Associations of health, physical activity and weight status with motorised travel and transport carbon dioxide emissions: a cross-sectional, observational study.
Environmental health : a global access science source 2012 ; 11: 52.
Goodman A, Brand C, Ogilvie D, iConnect consortium
DOI : 10.1186/1476-069X-11-52
PubMed ID : 22862811
PMCID : PMC3536622
URL : https://ehjournal.biomedcentral.com/articles/10.1186/1476-069X-11-52
Abstract
Motorised travel and associated carbon dioxide (CO₂) emissions generate substantial health costs; in the case of motorised travel, this may include contributing to rising obesity levels. Obesity has in turn been hypothesised to increase motorised travel and/or CO₂ emissions, both because heavier people may use motorised travel more and because heavier people may choose larger and less fuel-efficient cars. These hypothesised associations have not been examined empirically, however, nor has previous research examined associations with other health characteristics. Our aim was therefore to examine how and why weight status, health, and physical activity are associated with transport CO₂ emissions.

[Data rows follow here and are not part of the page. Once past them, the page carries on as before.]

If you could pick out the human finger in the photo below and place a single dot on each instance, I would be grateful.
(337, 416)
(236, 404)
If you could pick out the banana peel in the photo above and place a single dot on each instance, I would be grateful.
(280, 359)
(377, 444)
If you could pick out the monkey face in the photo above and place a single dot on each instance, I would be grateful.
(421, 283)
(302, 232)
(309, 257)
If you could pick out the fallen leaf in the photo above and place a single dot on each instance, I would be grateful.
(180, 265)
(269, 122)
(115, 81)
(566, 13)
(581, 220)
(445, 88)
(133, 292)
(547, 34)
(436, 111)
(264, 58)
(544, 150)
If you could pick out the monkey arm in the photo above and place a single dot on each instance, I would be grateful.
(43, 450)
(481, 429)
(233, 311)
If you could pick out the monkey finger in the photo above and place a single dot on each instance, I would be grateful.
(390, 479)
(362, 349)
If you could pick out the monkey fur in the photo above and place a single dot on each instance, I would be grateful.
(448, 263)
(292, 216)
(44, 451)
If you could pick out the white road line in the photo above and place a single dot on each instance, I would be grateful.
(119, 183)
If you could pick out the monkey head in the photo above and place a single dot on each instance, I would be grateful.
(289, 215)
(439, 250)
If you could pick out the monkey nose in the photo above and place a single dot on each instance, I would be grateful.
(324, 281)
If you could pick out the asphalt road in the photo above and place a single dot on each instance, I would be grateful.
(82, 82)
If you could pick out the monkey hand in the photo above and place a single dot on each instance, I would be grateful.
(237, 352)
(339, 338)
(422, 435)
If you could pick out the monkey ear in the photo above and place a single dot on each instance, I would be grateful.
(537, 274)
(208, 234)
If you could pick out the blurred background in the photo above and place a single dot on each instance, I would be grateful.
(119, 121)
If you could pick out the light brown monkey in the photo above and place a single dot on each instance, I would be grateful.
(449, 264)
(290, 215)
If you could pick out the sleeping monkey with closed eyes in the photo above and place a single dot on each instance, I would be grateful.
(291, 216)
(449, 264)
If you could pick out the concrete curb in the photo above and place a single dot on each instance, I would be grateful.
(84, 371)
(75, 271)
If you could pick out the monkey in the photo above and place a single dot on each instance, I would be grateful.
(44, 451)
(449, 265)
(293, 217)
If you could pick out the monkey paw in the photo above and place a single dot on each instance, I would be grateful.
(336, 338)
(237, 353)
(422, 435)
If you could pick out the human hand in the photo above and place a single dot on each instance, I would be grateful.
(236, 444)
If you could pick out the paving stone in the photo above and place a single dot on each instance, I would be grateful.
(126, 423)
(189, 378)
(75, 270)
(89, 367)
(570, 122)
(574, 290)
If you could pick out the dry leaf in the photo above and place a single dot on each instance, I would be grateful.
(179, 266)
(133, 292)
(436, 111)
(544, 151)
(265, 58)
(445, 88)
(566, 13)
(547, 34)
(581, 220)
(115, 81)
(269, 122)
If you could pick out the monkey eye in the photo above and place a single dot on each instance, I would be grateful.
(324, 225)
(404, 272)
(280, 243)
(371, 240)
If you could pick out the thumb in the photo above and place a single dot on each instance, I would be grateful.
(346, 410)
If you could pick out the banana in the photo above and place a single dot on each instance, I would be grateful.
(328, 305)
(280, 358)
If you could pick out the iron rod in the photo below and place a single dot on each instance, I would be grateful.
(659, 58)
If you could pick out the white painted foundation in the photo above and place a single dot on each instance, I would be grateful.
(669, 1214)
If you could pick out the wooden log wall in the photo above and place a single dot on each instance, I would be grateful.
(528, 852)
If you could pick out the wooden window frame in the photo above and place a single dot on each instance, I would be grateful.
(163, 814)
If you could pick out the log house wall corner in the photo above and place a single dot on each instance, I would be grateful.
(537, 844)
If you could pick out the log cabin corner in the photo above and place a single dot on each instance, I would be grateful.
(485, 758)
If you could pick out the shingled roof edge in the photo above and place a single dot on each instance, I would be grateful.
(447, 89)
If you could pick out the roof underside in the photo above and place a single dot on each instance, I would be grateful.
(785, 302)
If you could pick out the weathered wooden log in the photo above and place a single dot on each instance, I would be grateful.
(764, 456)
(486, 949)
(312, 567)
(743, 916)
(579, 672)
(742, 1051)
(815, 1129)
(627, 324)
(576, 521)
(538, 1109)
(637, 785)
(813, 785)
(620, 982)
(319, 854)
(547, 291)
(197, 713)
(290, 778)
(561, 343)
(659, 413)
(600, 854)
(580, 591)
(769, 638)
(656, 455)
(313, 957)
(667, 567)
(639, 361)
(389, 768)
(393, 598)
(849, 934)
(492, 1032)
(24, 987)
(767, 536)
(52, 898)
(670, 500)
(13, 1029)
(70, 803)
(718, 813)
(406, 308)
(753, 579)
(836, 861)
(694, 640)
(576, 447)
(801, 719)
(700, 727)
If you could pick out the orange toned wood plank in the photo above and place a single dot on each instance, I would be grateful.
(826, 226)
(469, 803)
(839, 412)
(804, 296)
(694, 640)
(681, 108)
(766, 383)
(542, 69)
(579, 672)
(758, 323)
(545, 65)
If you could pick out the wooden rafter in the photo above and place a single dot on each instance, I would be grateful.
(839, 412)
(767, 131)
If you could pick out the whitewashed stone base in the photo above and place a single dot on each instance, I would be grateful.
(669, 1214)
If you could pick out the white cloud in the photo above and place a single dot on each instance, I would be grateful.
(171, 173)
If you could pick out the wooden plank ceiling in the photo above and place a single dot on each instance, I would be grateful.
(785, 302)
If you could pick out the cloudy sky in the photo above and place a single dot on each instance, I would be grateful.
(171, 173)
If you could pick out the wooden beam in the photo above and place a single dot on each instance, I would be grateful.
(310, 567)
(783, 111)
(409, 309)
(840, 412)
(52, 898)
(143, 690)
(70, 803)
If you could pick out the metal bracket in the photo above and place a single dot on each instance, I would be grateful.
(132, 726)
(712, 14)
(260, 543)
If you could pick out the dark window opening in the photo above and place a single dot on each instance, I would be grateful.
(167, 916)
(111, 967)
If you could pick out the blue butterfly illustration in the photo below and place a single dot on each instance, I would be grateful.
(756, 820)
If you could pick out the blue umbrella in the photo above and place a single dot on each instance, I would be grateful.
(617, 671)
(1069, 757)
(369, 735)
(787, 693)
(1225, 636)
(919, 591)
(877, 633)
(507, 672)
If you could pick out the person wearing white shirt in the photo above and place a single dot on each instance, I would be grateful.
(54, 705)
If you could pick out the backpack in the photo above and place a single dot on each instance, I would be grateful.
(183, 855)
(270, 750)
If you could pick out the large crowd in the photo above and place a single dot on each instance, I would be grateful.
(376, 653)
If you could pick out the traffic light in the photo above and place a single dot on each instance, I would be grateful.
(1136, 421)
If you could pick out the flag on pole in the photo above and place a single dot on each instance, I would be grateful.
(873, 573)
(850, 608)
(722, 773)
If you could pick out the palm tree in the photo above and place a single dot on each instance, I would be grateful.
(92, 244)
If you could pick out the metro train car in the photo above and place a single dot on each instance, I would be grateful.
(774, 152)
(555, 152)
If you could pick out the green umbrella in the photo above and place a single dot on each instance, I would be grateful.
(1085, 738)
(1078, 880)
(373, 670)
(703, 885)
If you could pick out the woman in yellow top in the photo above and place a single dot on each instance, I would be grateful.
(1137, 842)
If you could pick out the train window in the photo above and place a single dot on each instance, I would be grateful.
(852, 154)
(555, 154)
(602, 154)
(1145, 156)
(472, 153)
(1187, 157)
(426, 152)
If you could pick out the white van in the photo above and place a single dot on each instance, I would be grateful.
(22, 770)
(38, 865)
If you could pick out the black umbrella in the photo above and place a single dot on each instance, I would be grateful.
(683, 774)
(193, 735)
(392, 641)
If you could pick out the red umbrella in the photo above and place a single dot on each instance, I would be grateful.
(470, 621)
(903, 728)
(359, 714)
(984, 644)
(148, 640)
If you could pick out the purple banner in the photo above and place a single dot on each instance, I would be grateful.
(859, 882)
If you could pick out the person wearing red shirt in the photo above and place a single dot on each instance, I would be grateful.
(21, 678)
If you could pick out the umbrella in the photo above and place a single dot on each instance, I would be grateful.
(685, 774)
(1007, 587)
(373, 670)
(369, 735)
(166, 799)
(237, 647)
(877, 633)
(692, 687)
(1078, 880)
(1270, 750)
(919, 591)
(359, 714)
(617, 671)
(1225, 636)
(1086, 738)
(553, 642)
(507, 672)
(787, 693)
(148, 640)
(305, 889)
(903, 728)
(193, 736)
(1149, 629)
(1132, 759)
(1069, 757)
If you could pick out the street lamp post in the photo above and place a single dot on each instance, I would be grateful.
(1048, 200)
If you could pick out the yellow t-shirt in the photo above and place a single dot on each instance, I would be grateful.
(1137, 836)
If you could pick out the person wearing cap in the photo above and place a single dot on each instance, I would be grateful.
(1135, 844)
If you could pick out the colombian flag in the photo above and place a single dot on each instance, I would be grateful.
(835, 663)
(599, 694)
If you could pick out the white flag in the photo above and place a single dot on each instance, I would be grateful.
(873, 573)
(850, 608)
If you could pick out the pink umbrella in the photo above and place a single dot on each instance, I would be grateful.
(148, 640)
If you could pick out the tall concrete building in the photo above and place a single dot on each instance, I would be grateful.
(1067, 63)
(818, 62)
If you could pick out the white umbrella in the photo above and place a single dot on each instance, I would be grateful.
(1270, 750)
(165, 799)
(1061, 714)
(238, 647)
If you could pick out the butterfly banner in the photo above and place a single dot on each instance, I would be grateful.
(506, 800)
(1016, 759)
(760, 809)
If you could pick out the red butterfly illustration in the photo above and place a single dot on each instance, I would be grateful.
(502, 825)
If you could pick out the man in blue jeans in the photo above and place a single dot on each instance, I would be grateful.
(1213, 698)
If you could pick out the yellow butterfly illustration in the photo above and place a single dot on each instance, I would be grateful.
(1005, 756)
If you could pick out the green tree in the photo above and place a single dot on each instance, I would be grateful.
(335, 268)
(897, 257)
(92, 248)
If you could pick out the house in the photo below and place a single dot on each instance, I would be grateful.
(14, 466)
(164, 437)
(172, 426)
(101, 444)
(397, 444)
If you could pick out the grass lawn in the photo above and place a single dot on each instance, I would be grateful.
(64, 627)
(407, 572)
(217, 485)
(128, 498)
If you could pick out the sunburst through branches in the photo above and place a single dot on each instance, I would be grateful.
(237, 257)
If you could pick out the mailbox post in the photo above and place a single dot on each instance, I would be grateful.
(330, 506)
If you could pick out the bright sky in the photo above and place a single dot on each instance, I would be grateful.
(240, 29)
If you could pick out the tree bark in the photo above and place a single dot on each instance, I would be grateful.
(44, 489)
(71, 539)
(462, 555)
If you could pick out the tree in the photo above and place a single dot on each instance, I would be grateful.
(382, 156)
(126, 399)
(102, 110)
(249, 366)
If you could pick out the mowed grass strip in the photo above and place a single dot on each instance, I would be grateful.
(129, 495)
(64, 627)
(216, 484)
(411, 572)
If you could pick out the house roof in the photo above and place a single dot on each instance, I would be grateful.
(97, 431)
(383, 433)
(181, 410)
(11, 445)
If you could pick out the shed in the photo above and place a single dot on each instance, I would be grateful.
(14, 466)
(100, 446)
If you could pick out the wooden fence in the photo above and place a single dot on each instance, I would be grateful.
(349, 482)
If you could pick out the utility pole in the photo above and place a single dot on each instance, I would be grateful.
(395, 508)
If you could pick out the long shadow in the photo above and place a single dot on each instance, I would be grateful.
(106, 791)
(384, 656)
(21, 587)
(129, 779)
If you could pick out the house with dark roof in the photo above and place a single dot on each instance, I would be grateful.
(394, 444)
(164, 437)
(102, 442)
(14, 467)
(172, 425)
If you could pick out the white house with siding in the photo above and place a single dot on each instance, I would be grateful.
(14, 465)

3463 adults completed questionnaires in the baseline iConnect survey at three study sites in the UK, reporting their health, weight, height and past-week physical activity. Seven-day recall instruments were used to assess travel behaviour and, together with data on car characteristics, were used to estimate CO2 emissions. We used path analysis to examine the extent to which active travel, motorised travel and car engine size explained associations between health characteristics and CO₂ emissions.
CO₂ emissions were higher in overweight or obese participants (multivariable standardized probit coefficients 0.16, 95% CI 0.08 to 0.25 for overweight vs. normal weight; 0.16, 95% CI 0.04 to 0.28 for obese vs. normal weight). Lower active travel and, particularly for obesity, larger car engine size explained 19-31% of this effect, but most of the effect was directly explained by greater distance travelled by motor vehicles. Walking for recreation and leisure-time physical activity were associated with higher motorised travel distance and therefore higher CO₂ emissions, while active travel was associated with lower CO₂ emissions. Poor health and illness were not independently associated with CO₂ emissions.
Establishing the direction of causality between weight status and travel behaviour requires longitudinal data, but the association with engine size suggests that there may be at least some causal effect of obesity on CO₂ emissions. More generally, transport CO₂ emissions are associated in different ways with different health-related characteristics. These include associations between health goods and environmental harms (recreational physical activity and high emissions), indicating that environment-health 'co-benefits' cannot be assumed. Instead, attention should also be paid to identifying and mitigating potential areas of tension, for example by promoting low-carbon recreational physical activity.